NEW FOUNDATION FARMS PARTNERS WITH OOOOBY
New Foundation Farms partners with Ooooby because maximising the farmer’s share of the food pound is the other half of a regenerative farming future.
At New Foundation Farms, we are excited about our new strategic partnership with Ooooby and having its founder Pete Russell join our international advisory group. Ooooby provides a key element in transforming the future and fortunes of farming: low cost technology and a customer facing solution to enable ecological farmers to get a fair share of the value of the food pound.
Since coming to the UK two years ago, Ooooby has grown rapidly and now provides the digital platform for 24 organic home delivery businesses delivering an estimated 12,000 home deliveries/month. Oooooby cuts admin time from typically three days to half-a-day and costs the farmer only 2% of revenue. As an example, Tolhurst Organic in South Oxfordshire is now able to grow its customer base considerably without needing to employ more staff. The system helps to give everyone on the team the right information at the right time to optimise efficiency.
Right now, the vast majority of farmers are caught in an economic vice. Input costs are controlled by a small group of global mega-corporations. That’s everything from fertiliser and pesticides to energy and seeds. Then, when what farmers produce leaves the field, they once again face equally large wholesalers, processors and supermarkets. To say the farmer is the weakest player in the supply chain is an understatement.
Breaking the vice is exactly why we started New Foundation Farms.
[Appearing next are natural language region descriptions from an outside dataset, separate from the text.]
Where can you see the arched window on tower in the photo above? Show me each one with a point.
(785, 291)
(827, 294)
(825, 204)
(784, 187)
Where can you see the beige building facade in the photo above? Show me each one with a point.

Ecologically regenerative approaches to food production can liberate farmers from being squeezed on input costs because we can reduce and even eliminate a dependency on chemical inputs to both crops and animals, use less energy and maybe even use seeds grown on the farm.
But just doing that will not solve the problem on its own. As long as farmers mostly sell wholesale to powerful organisations whose focus is to maximise profits for their shareholders, they are still hostages to the interest of others.
Typically, farmers are currently lucky to get 20p in every £1 spent on food. When you stop and think, you really couldn’t design a more hostile business environment than the one we have built for the people who grow our food. And also, you start to realise that maybe figuring out how to get farmers a bigger share of the pie, could mean we don’t have to have more expensive food at the retail level for families.
The solution is to go downstream, processing what is grown and retailing as much locally produced food directly to local people. In the process, you open up a whole new world of possibility.
Of course, going downstream isn’t easy or even what many people in farming today really want to do. Turning cows into burgers and chops, wheat into flour, breakfast cereal, dough or bread requires entrepreneurial expertise and capital. And then retailing with home delivery and farm shops, cafes and restaurants is another level.
But vertical integration is commonplace in many industries and we have no doubt that it is where the future lies in farming.
And people like Pete and the team at Ooooby are making it a great deal easier with their low-cost tech to support the farmer and the citizen shopper to connect with each other. And when they do, and do so well, farming becomes much more profitable, can employ many more people locally, and if it’s regenerative, do a much better job for nature.